Интересная, однако же, вещь – эти сны. Даже тот, кто может коснуться их и
сделать материальными, пусть и лишь для себя, не мог объяснить, что же
они такое. Память?. . Мечты?. . Некое отражение разума?. . Порой Ганну
казалось, что всё это разом сплеталось во снах – и сплеталось порою
самым причудливым образом.
Да, раньше он точно так же проникал в чужие сны: но сейчас всё было
немного по-другому. Хотя бы потому, что он не любил оказываться в
кошмарах: к чему? И в реальности достаточно крови и боли, к чему видеть
её больше? Если бы Ганн знал, каким окажется этот сон, он вряд ли по
своей воле попал бы в него… Хотя, разве есть другой способ пробудить ото
сна усыплённого чужой магией юношу-дроу?
Сирил, рыцарь Невервинтера, тот, кто, казалось бы, не должен ничего
бояться, спал и видел сны. Сны, которые были даже хуже, чем реальность.

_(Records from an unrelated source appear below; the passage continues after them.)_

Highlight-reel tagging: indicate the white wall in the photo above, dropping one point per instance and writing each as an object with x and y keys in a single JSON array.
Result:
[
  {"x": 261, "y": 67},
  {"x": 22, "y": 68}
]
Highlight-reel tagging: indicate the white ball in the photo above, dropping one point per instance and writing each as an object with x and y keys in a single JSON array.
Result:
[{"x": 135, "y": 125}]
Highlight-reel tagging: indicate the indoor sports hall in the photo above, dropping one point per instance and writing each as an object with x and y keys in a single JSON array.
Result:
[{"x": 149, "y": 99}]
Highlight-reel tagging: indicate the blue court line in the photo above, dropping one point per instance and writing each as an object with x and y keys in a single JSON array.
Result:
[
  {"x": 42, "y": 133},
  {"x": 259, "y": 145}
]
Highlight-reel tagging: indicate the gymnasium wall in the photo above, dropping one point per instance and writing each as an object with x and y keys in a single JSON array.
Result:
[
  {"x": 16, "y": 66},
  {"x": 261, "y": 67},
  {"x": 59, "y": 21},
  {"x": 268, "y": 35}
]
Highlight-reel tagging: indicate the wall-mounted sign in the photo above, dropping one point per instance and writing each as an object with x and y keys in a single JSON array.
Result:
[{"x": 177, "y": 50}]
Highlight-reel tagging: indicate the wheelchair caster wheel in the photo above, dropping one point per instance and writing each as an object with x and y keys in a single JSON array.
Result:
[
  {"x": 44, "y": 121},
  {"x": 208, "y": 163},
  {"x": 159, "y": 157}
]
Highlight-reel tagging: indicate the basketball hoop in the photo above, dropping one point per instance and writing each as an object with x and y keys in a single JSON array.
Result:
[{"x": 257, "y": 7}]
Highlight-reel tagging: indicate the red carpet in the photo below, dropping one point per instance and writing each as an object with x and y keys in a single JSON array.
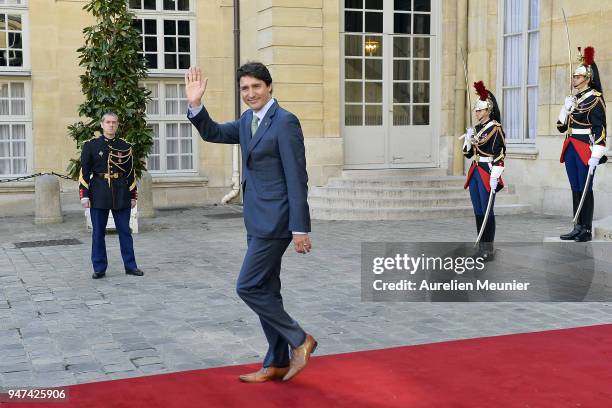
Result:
[{"x": 552, "y": 369}]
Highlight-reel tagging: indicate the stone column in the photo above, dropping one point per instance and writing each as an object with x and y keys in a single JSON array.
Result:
[
  {"x": 47, "y": 198},
  {"x": 145, "y": 196}
]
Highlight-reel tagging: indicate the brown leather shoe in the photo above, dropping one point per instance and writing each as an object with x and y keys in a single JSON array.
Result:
[
  {"x": 300, "y": 357},
  {"x": 265, "y": 374}
]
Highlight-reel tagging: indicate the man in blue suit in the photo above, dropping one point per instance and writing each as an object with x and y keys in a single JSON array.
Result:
[{"x": 275, "y": 190}]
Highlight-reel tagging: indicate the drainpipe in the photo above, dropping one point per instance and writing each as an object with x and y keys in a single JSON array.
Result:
[
  {"x": 235, "y": 148},
  {"x": 460, "y": 90}
]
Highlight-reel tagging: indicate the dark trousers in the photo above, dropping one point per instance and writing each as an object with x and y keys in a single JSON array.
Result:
[
  {"x": 480, "y": 199},
  {"x": 259, "y": 287},
  {"x": 99, "y": 219},
  {"x": 577, "y": 173}
]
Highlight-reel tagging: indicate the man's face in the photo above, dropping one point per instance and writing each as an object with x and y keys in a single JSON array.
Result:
[
  {"x": 578, "y": 81},
  {"x": 255, "y": 93},
  {"x": 110, "y": 125},
  {"x": 481, "y": 114}
]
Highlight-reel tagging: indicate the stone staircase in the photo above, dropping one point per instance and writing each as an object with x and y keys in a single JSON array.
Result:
[{"x": 400, "y": 195}]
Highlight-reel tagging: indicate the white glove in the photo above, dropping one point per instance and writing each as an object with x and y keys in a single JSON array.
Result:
[
  {"x": 593, "y": 162},
  {"x": 493, "y": 183},
  {"x": 570, "y": 103},
  {"x": 567, "y": 108},
  {"x": 496, "y": 172},
  {"x": 467, "y": 139}
]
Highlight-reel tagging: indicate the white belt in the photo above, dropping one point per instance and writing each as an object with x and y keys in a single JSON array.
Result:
[{"x": 580, "y": 131}]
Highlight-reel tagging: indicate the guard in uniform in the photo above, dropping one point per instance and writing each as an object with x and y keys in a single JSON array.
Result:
[
  {"x": 108, "y": 183},
  {"x": 583, "y": 119},
  {"x": 486, "y": 145}
]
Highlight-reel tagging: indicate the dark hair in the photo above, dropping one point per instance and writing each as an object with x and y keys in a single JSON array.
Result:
[{"x": 256, "y": 70}]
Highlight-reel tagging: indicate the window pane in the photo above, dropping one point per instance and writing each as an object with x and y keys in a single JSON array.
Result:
[
  {"x": 170, "y": 44},
  {"x": 374, "y": 22},
  {"x": 17, "y": 90},
  {"x": 184, "y": 61},
  {"x": 373, "y": 116},
  {"x": 18, "y": 107},
  {"x": 401, "y": 115},
  {"x": 186, "y": 145},
  {"x": 532, "y": 112},
  {"x": 186, "y": 162},
  {"x": 150, "y": 26},
  {"x": 173, "y": 163},
  {"x": 401, "y": 70},
  {"x": 373, "y": 46},
  {"x": 421, "y": 93},
  {"x": 352, "y": 45},
  {"x": 420, "y": 115},
  {"x": 534, "y": 14},
  {"x": 421, "y": 47},
  {"x": 4, "y": 108},
  {"x": 183, "y": 27},
  {"x": 19, "y": 166},
  {"x": 421, "y": 70},
  {"x": 513, "y": 10},
  {"x": 401, "y": 92},
  {"x": 373, "y": 91},
  {"x": 5, "y": 165},
  {"x": 183, "y": 5},
  {"x": 513, "y": 58},
  {"x": 422, "y": 5},
  {"x": 422, "y": 24},
  {"x": 169, "y": 27},
  {"x": 19, "y": 149},
  {"x": 511, "y": 114},
  {"x": 170, "y": 61},
  {"x": 353, "y": 21},
  {"x": 353, "y": 115},
  {"x": 183, "y": 44},
  {"x": 534, "y": 54},
  {"x": 401, "y": 23},
  {"x": 374, "y": 4},
  {"x": 354, "y": 68},
  {"x": 353, "y": 92},
  {"x": 172, "y": 146},
  {"x": 373, "y": 69},
  {"x": 401, "y": 47},
  {"x": 402, "y": 5}
]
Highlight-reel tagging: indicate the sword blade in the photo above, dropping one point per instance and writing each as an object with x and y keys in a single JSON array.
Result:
[
  {"x": 586, "y": 188},
  {"x": 467, "y": 87},
  {"x": 486, "y": 217},
  {"x": 569, "y": 49}
]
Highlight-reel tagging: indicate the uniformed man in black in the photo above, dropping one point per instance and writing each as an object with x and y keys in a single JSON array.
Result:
[
  {"x": 583, "y": 119},
  {"x": 108, "y": 183}
]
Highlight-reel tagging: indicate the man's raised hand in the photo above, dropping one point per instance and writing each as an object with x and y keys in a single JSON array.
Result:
[{"x": 195, "y": 86}]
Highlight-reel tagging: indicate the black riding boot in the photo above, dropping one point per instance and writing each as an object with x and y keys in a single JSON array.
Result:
[
  {"x": 577, "y": 227},
  {"x": 585, "y": 219}
]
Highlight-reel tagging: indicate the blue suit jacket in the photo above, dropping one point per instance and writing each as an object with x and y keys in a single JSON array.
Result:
[{"x": 274, "y": 178}]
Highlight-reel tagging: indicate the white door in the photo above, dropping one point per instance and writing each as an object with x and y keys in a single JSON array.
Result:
[{"x": 390, "y": 71}]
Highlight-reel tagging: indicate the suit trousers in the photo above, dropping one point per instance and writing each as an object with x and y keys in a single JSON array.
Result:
[
  {"x": 259, "y": 287},
  {"x": 99, "y": 219}
]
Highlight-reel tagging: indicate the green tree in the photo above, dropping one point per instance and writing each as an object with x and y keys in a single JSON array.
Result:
[{"x": 113, "y": 70}]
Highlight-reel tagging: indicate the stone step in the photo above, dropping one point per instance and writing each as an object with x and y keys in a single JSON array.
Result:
[
  {"x": 428, "y": 172},
  {"x": 391, "y": 203},
  {"x": 405, "y": 182},
  {"x": 414, "y": 213},
  {"x": 389, "y": 192}
]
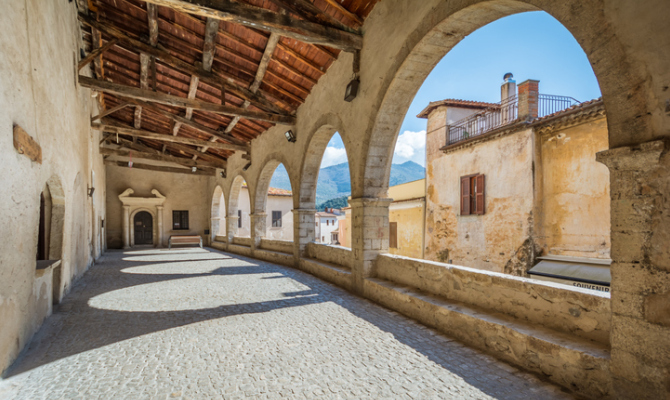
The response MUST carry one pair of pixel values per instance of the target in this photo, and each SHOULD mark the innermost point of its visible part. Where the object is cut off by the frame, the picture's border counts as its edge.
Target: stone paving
(203, 324)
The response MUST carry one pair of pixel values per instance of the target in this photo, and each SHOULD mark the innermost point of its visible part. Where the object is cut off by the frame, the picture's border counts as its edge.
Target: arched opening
(274, 197)
(239, 209)
(512, 180)
(218, 214)
(326, 187)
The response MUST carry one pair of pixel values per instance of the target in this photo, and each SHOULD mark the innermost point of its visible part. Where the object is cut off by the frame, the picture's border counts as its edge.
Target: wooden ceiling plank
(174, 62)
(144, 134)
(149, 167)
(257, 18)
(156, 97)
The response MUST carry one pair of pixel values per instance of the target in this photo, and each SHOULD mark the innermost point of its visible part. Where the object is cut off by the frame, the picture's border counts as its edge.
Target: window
(393, 235)
(179, 220)
(473, 195)
(276, 219)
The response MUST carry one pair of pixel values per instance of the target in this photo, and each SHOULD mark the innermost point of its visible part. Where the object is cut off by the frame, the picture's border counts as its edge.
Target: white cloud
(333, 156)
(410, 146)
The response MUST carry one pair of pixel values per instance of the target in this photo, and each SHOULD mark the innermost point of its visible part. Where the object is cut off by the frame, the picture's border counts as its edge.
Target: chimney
(528, 99)
(507, 98)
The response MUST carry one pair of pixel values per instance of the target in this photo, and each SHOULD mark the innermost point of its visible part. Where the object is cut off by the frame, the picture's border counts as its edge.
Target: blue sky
(531, 45)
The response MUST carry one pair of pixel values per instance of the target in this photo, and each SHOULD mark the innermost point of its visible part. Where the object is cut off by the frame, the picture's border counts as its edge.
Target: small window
(276, 219)
(393, 235)
(473, 193)
(179, 220)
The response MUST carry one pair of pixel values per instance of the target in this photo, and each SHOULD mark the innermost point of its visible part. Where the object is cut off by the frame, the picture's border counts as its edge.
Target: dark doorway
(144, 228)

Ганнаэв сделал шаг вперёд, неуверенно оглядываясь. Кругом тонула в дыму
и пламени незнакомая деревня. Земля под ногами алела от крови; повсюду
лежали изломанные, точно тряпичные куклы, мёртвые тела.
А крови становилось всё больше. Казалось, даже с неба вместо дождя
срывались багровые капли. И это – мир, который видит по ночам рыцарь
Невервинтера? Неудивительно, что днём он такой угрюмый и не выспавшийся.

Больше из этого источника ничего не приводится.